Public appeal launched to help find lost watercolours of Eric Ravilious

Eric Ravilious
Eric Ravilious

Check the corners of the attic, scour the bootsales or go behind grandma’s sofa - maybe you’ll find a lost painting by Eastbourne’s most celebrated artist.

Eric Ravilious, now one of the best known British artists of the 20th century, produced a remarkable number of watercolours in a career cut short by his untimely death in 1942 while serving as an official war artist.

Over 250 of these watercolours are known, but it is believed that around 40 are lying undiscovered or uncatalogued.

As visitors to the Towner Gallery’s hugely popular recent exhibition of his work will know, Ravilious (1903–1942) is acknowledged as a painter of rare talent. Recently, he has become one of the most widely admired British artists of the 20th century and his work more instantly recognisable for his distinct design.

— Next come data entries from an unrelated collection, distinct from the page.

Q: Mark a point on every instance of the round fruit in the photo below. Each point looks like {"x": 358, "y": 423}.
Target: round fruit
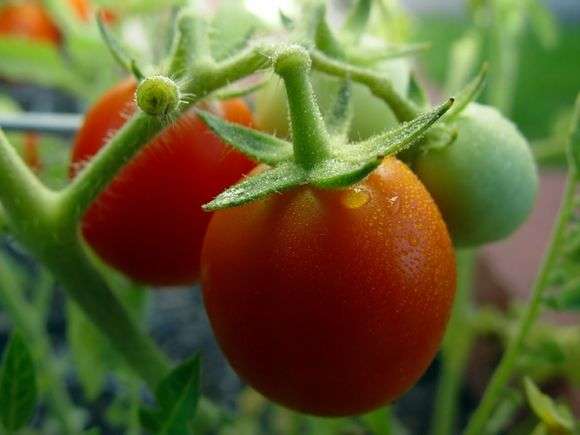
{"x": 371, "y": 115}
{"x": 331, "y": 302}
{"x": 485, "y": 182}
{"x": 149, "y": 223}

As a student at the Royal College of Art, Ravilious was taught by Paul Nash; his contemporaries include Edward Bawden, Edward Burra and Henry Moore.

Ravilious went on to work as a painter, wood engraver, lithographer and designer throughout the 1920s and 1930s. He died aged 39 whilst serving his country during WW2.

The Hedingham Press aims to publish the definitive catalogue of Ravilious’s watercolours, and is launching a public appeal to find those ‘lost’ watercolours.

James Russell, an expert on Ravilious watercolours who founded The Hedingham Press along with British art specialist Gordon Cooke, and designer Robert Dalrymple, said: “They might be held in private collections – even, possibly, public collections – in the UK, Canada, Australia or New Zealand. Ravilious spent his last days in Iceland, so that is also a possibility. We do believe they are out there – our mission is to find and catalogue all of the Ravilious watercolours in the world and produce the definitive book featuring them. We are appealing to anyone who has – or think they might have – a ‘lost’ Ravilious watercolour to get in touch and help us complete this ambitious project.”